Lets face it, from the perspective of our non-LDS relatives, we were a bit excentric (to say the least). 

So. Why DO Mormons store food? Its certainly nothing new. I grew up in a less-active home where the gospel was not taught nor practised, but my parents were both raised in Mormon homes and they brought acceptance of the food storage practise into their marriage. It wasn't a religious thing, it simply made sense. It was in their blood.

“In the day of plenty, prepare for the day of scarcity.” was the “Message of the First Presidency,” in Conference Report, April 1942. 
“Learn to sustain yourselves; lay up grain and flour, and save it against a day of scarcity.”
President Brigham Young
When I was a young married woman trying to live the gospel by observing how others did it - always from the outside looking in, food storage was a principle I understood and could live with conviction.

“Everyone who owns a home recognizes the need for fire insurance. We hope and pray that there will never be a fire. Nevertheless, we pay for insurance to cover such a catastrophe, should it occur. We ought to do the same with reference to family welfare.”
President Gordon B. Hinckley
“Many more people could ride out the storm-tossed waves in their economic lives if they had their … supply of food … and were debt-free. Today we find that many have followed this counsel in reverse: they have at least a year’s supply of debt and are food-free.”
President Thomas S. Monson
“It is within everyone’s grasp,” explains Presiding Bishop Burton "The first step is to begin.
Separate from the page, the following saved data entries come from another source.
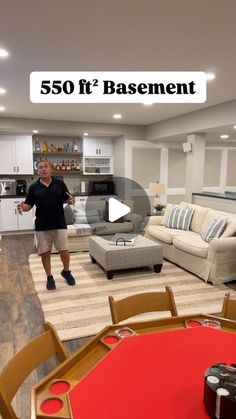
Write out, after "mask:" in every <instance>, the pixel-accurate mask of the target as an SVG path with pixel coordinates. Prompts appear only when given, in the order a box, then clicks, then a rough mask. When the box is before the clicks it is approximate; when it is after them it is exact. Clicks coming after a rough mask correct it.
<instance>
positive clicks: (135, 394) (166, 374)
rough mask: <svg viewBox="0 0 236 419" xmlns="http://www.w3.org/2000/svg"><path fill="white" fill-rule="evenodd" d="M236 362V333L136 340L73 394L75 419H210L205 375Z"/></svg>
mask: <svg viewBox="0 0 236 419" xmlns="http://www.w3.org/2000/svg"><path fill="white" fill-rule="evenodd" d="M235 360H236V334H233V333H227V332H224V331H221V330H215V329H211V328H208V327H196V328H189V329H183V330H177V331H173V332H171V331H169V332H164V333H154V334H149V335H142V336H141V335H140V336H133V337H130V338H126V339H124V340H123V341H122V342H120V343H119V345H117V346H116V347H115V348H114V349H113V350H112V351H111V352H110V353H109V354H108V355H107V356H106V357H105V358H104V359H103V360H102V361H101V362H100V363H99V364H98V365H97V366H96V367H95V368H94V369H92V370H91V371H90V373H89V374H88V375H87V376H86V377H85V378H84V379H83V380H82V381H81V382H80V383H79V384H78V385H77V386H76V387H75V388H74V389H73V390H71V392H70V393H69V398H70V403H71V408H72V414H73V419H94V418H96V419H205V418H208V415H207V413H206V411H205V408H204V404H203V390H204V373H205V370H206V369H207V368H209V367H210V366H211V365H212V364H215V363H219V362H226V363H232V362H235Z"/></svg>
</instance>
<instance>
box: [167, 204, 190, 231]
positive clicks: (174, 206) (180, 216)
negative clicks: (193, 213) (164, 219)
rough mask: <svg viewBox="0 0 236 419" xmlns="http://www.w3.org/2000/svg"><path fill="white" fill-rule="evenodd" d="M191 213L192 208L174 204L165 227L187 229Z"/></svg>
mask: <svg viewBox="0 0 236 419" xmlns="http://www.w3.org/2000/svg"><path fill="white" fill-rule="evenodd" d="M193 213H194V209H193V208H181V207H178V206H176V205H175V206H174V207H173V208H172V209H171V211H170V214H169V218H168V220H167V223H166V227H169V228H176V229H178V230H189V226H190V223H191V219H192V216H193Z"/></svg>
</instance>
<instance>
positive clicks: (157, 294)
mask: <svg viewBox="0 0 236 419" xmlns="http://www.w3.org/2000/svg"><path fill="white" fill-rule="evenodd" d="M165 289H166V290H165V291H164V292H146V293H143V294H136V295H131V296H129V297H126V298H123V299H122V300H116V301H115V300H114V298H113V297H111V296H109V297H108V299H109V305H110V310H111V317H112V322H113V324H117V323H119V322H120V321H122V320H125V319H128V318H129V317H133V316H136V315H138V314H141V313H148V312H151V311H170V312H171V315H172V316H178V312H177V308H176V305H175V300H174V296H173V292H172V290H171V288H170V287H168V286H166V287H165Z"/></svg>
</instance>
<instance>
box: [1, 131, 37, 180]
mask: <svg viewBox="0 0 236 419" xmlns="http://www.w3.org/2000/svg"><path fill="white" fill-rule="evenodd" d="M0 149H1V153H0V174H1V175H32V174H33V158H32V155H33V148H32V137H31V136H28V135H0Z"/></svg>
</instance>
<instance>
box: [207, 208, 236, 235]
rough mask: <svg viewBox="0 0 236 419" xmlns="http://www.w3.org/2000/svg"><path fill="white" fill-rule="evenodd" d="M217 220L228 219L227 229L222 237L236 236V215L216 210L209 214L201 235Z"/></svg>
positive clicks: (226, 228) (227, 220)
mask: <svg viewBox="0 0 236 419" xmlns="http://www.w3.org/2000/svg"><path fill="white" fill-rule="evenodd" d="M216 218H220V219H222V218H227V225H226V229H225V231H224V232H223V234H222V235H221V237H232V236H234V235H235V234H236V215H235V214H230V213H228V212H223V211H216V210H210V211H209V212H208V213H207V216H206V218H205V220H204V223H203V225H202V228H201V234H202V233H204V231H205V230H206V229H207V228H208V227H209V226H210V224H211V223H212V222H213V221H214V219H216Z"/></svg>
The second is to continue. It doesn’t matter how fast we get there so much as that we begin and continue according to our abilities.”

In a Nutshell. The answer to 'WHY?' is a simple one. We are directed to store food and to be self reliant by those we sustain as prophets, seers and revelators, who speak the will of our Heavenly Father. It so happens that to "lay up in store" at the moment is a cool thing to do. In fact there is a whole cult following of the principles of self reliance. They even have a cool nick name - "PREPPERS". Who knew? We were preppers long before it was cool to be one.
I don't know that our non-lds family is still not rolling their eyes at our practices, but I don't care anymore now than I did for all those difficult years when food storage wasn't cool.